Matteo Serafini

Personal information
- Date of birth: 21 April 1978 (age 46)
- Place of birth: Brescia, Italy
- Height: 1.89 m (6 ft 2 in)
- Position(s): Midfielder

Youth career
- 1996–1997: Cremonese

Senior career*
- Years: Team / Apps / (Gls)
- 1997–2001: Cremonese / 60 / (5)
- 2001–2002: Livorno / 19 / (2)
- 2003–2004: Arezzo / 43 / (16)
- 2004–2006: Siena / 7 / (0)
- 2005: → Catania (loan) / 20 / (5)
- 2005–2006: → Empoli (loan) / 16 / (0)
- 2006–2007: Brescia / 38 / (11)
- 2007–2009: Vicenza / 37 / (0)
- 2008: → Piacenza (loan) / 17 / (3)
- 2009–2015: Pro Patria / 129 / (53)
- 2015–2016: Venezia / 32 / (20)
- 2016–2017: Triestina / 26 / (7)
- 2017: Crema / 1 / (0)
- 2017–2018: Ciserano / 31 / (10)
- 2018–2019: AC Calvina Sport / 29 / (8)

Managerial career
- 2019: AC Calvina Sport

= Matteo Serafini =

Italian footballer (born 1978)

Matteo Serafini (born 21 April 1978) is an Italian football coach and a former player who played as a midfielder.

==Playing career==
Born in Brescia, Serafini started his career at Cremonese. He played his first professional season for the club in 1997–98 Serie C1, helping the club return to Serie B in just one year in summer 1998. The club was relegated again in summer 1999, and the following season saw Cremonese fall to Serie C2 in summer 2000.

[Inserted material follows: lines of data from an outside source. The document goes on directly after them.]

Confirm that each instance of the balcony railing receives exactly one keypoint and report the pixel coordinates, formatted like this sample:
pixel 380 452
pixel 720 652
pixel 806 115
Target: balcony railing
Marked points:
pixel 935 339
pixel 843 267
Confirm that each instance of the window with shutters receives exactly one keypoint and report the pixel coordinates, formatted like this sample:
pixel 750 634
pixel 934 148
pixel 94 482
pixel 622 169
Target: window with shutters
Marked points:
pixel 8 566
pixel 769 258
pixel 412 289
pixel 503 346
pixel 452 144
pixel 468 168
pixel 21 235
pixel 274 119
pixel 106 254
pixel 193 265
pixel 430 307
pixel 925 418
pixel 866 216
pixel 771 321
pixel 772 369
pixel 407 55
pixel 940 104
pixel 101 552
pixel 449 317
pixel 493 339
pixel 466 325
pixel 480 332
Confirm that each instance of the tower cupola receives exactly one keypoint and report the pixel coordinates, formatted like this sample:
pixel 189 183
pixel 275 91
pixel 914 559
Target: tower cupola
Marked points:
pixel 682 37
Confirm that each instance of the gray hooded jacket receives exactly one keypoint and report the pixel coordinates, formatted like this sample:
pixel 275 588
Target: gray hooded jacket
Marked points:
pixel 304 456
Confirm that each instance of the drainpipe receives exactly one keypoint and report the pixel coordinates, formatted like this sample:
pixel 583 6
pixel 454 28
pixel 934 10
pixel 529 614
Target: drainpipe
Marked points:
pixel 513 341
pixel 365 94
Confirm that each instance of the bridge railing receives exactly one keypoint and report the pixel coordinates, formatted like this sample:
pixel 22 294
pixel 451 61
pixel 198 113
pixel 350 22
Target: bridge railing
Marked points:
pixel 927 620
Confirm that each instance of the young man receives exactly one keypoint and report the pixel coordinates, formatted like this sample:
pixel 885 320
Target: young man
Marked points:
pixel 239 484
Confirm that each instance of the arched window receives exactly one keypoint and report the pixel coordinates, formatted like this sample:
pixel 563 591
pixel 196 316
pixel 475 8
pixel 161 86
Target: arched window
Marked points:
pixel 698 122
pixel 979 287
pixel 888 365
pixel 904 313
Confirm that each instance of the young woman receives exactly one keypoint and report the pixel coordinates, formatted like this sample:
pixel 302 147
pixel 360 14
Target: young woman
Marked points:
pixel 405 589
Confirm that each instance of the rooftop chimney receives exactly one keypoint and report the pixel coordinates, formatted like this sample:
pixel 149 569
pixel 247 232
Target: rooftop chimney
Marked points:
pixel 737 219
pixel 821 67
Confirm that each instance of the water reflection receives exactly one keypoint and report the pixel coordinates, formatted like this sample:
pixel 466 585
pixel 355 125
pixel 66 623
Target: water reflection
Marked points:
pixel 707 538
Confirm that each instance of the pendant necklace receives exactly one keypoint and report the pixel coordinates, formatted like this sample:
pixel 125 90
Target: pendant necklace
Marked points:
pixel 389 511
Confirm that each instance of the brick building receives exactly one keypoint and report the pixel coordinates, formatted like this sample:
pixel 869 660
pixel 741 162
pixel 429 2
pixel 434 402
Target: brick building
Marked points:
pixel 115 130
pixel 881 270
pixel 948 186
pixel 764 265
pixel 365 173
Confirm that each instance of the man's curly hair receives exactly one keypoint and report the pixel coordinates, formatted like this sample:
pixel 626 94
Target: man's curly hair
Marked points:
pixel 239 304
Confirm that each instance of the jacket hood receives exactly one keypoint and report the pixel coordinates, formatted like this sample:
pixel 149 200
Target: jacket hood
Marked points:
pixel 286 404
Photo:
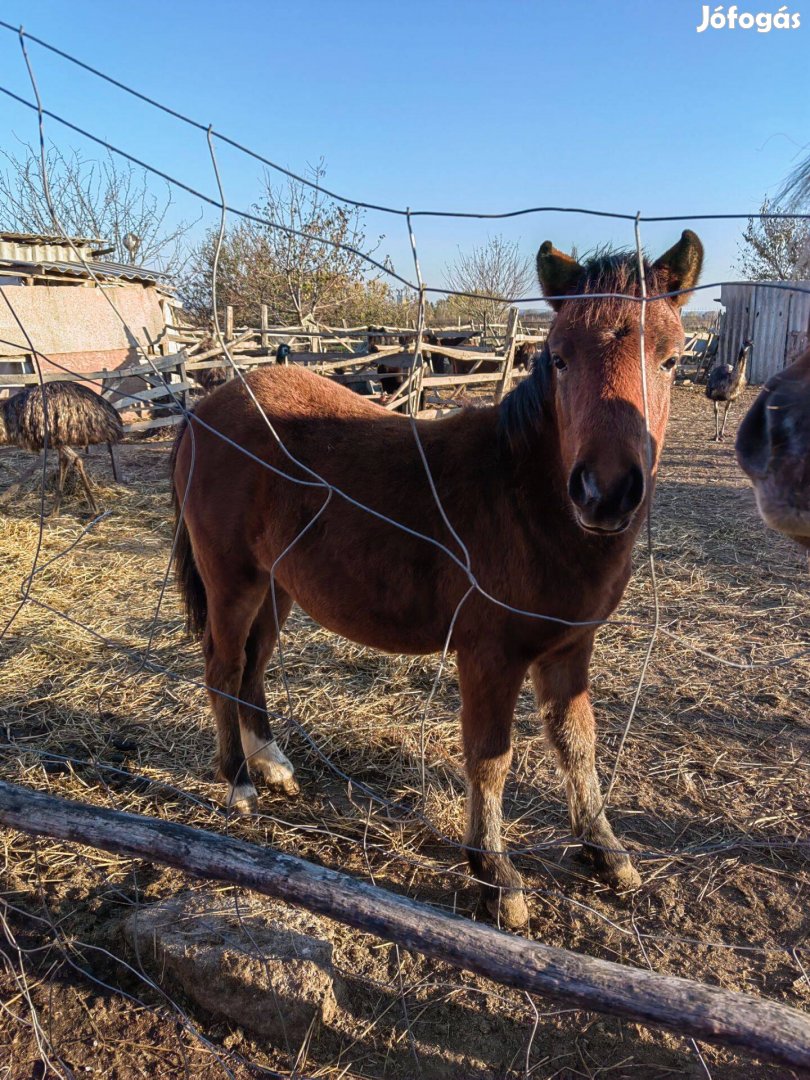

In summer 2001, he joined Livorno of Serie C1. He won promotion with the club, but his just played one game in first half of 2002–03 season, before moved to Arezzo of Serie C1.

On 8 June 2004, he signed for A.C. Siena and made his Serie A debut against Palermo on 12 September 2004.

He made six more appearances before leaving on loan to Catania (Serie B) and Empoli (Serie A).

On 7 August 2006, he joined Brescia of Serie B. Here he made his biggest football career success - on 10 March 2007 he scored a spectacular hat-trick in the match between Brescia and Juventus during the season which Juventus was in Serie B: The three goals, all in the first half of the game, were the result of a lob from 40 meters, a bicycle kick, and a precise powerful shot from 30 meters, against the World Cup winner goalkeeper Gianluigi Buffon.

On 4 July 2007, he joined Vicenza of Serie B.

In 2009, he joined Aurora Pro Patria 1919.

==Coaching career==
After retiring at the end of the 2018–19 season, Serafini was hired as manager of AC Calvina Sport. He was fired by Calvina on 7 October 2019.